En el primer tercio del siglo XX, los gobiernos europeos comenzaron a percatarse de las consecuencias de la despoblación rural, un fenómeno no nuevo pero que se había acentuado hondamente tras la I Guerra Mundial. Holanda, Italia, Bélgica… buscaban fórmulas para frenar lo que anticipaba un serio desequilibrio entre los factores de consumo y producción.
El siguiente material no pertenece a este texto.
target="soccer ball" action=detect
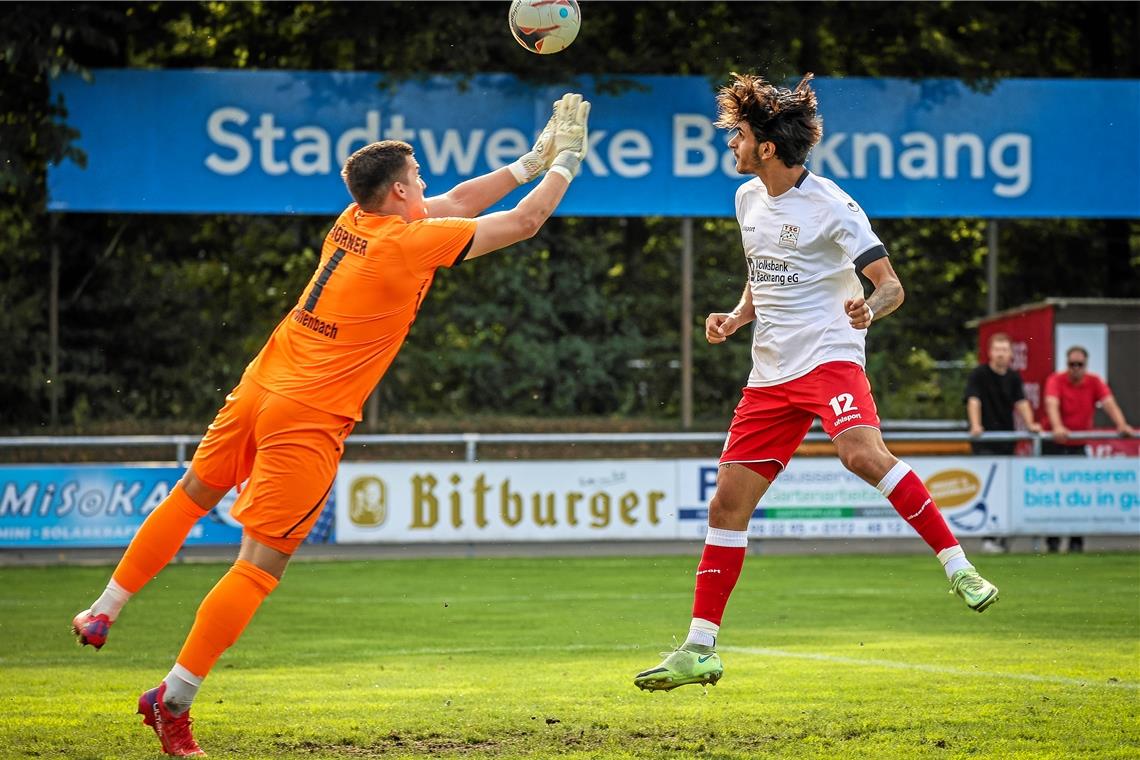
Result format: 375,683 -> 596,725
510,0 -> 581,56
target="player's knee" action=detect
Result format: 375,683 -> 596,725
839,447 -> 877,477
709,491 -> 756,525
180,469 -> 228,512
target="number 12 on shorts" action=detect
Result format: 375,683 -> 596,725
828,393 -> 858,417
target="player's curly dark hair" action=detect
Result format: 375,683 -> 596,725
341,140 -> 413,211
716,72 -> 823,167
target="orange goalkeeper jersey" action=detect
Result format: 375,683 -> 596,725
246,203 -> 475,420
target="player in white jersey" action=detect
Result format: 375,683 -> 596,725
634,74 -> 998,689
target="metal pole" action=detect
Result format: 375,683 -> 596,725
48,214 -> 59,427
986,219 -> 999,314
681,216 -> 693,430
463,433 -> 479,461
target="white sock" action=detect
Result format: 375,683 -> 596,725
938,545 -> 974,578
162,663 -> 204,716
91,578 -> 133,621
685,618 -> 720,646
705,525 -> 748,549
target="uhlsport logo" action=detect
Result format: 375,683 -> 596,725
780,224 -> 799,248
349,476 -> 388,528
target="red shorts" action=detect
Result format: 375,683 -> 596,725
190,379 -> 355,554
720,361 -> 879,481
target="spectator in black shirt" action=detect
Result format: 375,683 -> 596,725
966,333 -> 1041,551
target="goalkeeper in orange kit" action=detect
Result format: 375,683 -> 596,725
72,95 -> 589,757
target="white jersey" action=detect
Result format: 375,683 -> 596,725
736,170 -> 887,387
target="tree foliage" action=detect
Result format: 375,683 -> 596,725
0,2 -> 1140,430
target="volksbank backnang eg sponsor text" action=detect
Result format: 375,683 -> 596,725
49,70 -> 1140,216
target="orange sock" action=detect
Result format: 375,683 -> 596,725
112,484 -> 207,594
178,559 -> 277,678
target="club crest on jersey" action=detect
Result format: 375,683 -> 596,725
780,224 -> 799,248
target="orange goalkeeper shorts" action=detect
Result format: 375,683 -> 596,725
190,378 -> 356,554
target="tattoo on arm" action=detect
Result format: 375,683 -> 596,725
866,279 -> 903,321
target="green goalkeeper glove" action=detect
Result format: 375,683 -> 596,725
507,96 -> 567,185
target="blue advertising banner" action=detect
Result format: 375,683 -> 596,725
0,465 -> 242,549
48,70 -> 1140,218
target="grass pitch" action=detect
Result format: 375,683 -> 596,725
0,555 -> 1140,759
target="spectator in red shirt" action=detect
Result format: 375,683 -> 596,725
1041,345 -> 1135,551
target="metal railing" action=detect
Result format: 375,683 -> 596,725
0,428 -> 1119,467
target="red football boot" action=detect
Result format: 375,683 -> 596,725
139,684 -> 206,758
72,610 -> 114,649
Junto a medidas protectoras de la agricultura llegaron a disponerse otras coercitivas; los carabinieri, por ejemplo, debían obligar el inmediato retorno de los campesinos italianos que no hubiesen encontrado en la ciudad ocupación duradera. A la vez (como en este periódico, allá por 1929), se hablaba del “urbanismo, que así ha dado en llamarse esa desmedida accesión a las ciudades como “una de las causas más influyentes en el malestar social”; del “aumento del consumo urbano, la desmoralización” o “la complicación de la vida ciudadana” como efectos de un tipo de vida “para su revisión y su enderezamiento”.
Ni policía ni consejos pudieron inhibir un éxodo que en España sería de millones de personas en busca de una vida mejor o siquiera menos dura. Acomodado en el viaje, necesitado de todas esas gentes para alimentarse, estaba el capitalismo.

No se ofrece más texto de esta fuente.